Oracle Big Data Spatial and Graph

Spatial and graph analytic services and data models that support Big Data workloads on Apache Hadoop and NoSQL database technologies.

Overview

Oracle Big Data Spatial and Graph includes two main components: A property graph database and 35 built-in graph analytics that discover relationships, recommendations and other graph patterns in big data and a wide range of spatial analysis functions and services to evaluate data based on how near or far something is to one another, whether something falls within a boundary or region, or to process and visualize geospatial map data and imagery.

Data Sheet, Feature Overviews and White Papers
Presentations, Articles and Webcasts

Hands on Labs

Applying Hadoop Spatial Analysis To Big Data

In this lab, you will learn how to use and apply geo-enrichment and data harmonization services, and geographic and location analysis functions for categorizing and filtering your big data workloads. It will show you how to:

  • Load common log data like twitter feeds to HDFS, and perform spatial analysis on that data.
  • Develop a RecordReader for this sample data so that spatial analysis functions can be applied to records in the data.
  • Create and use a spatial index for such data.
  • Use RecordReaders for additional data formats like Shape and JSON.
  • Use the HTML5 mapping API to create interactive visualization applications on HDFS data.

Applying Hadoop Spatial Analysis to Big Data (January 2018) (Zip file - 35.3MB)

Applying Spark Spatial Analysis To Big Data

In this lab, you will learn how to explore and analyze data from HDFS, from the Oracle database or streamed data. It will show you how to:

  • Load common log data like twitter feeds to HDFS, and perform spatial analysis on that data.
  • Create and use a spatial index for such data.
  • Filter spatial and non-spatial data with Spark SQL.
  • Perform spatial join analysis using data from HDFS and from the Oracle Database.
  • Perform a nearest neighbor analysis.
  • Use the Streaming API and monitor the results in real time.
  • Use the REST API as data source for the Map API to display the results on map.
  • Use the HTML5 mapping API to create interactive visualization applications on HDFS data.

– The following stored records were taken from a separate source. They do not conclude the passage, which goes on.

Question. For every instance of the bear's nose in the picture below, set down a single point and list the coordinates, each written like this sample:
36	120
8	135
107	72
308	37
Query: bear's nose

Applying Spark Spatial Analysis to Big Data (January 2018) (Zip file - 9.3MB)

Gain Insight into Your Graph Data

This hands-on lab will show you how to use the key APIs to manipulate property graph data stored in either Oracle NoSQL Database or Apache HBase, perform powerful text query to find vertices and edges of interest, and to pick suitable analytics to gain insight into your data. Specifically, it will use a real-world social graph to illustrate:

  • Core data access layer functions on both Oracle NoSQL Database and Apache HBase
  • Built-in graph analytics including community detection, connectivity, ranking, and recommendation
  • SolrCloud based distributed text search for graph elements
  • Property graph visualization with Cytoscape integration

Accessing the Hands-on Lab:

  • Download the Big Data Lite Virtual Machine here
  • Click the desktop "Refresh Samples" icon, and follow the instructions to fetch the Big Data Spatial and Graph Property Graph HoL/Demo.
  • When the refresh is done, open the following page with the built-in Firefox browser: file:///u01/property_graph_demo/property_graph_hol_big_data_lite_vm_2015_Nov.htm

Partners

Partner Product Description
Graph Visualization Tools
Tom Sawyer Software Perspectives Tom Sawyer Perspectives is an advanced graphics-based Software Development Kit (SDK) for federating data from multiple sources and building enterprise-class graph and data visualization and analysis applications.
Open Source Cytoscape Network Visualizer "Cytoscape is an open source software platform for visualizing complex-networks and integrating these with any type of attribute data. Plugins are available for various kinds of problem domains, including bioinformatics, social network analysis, and semantic web."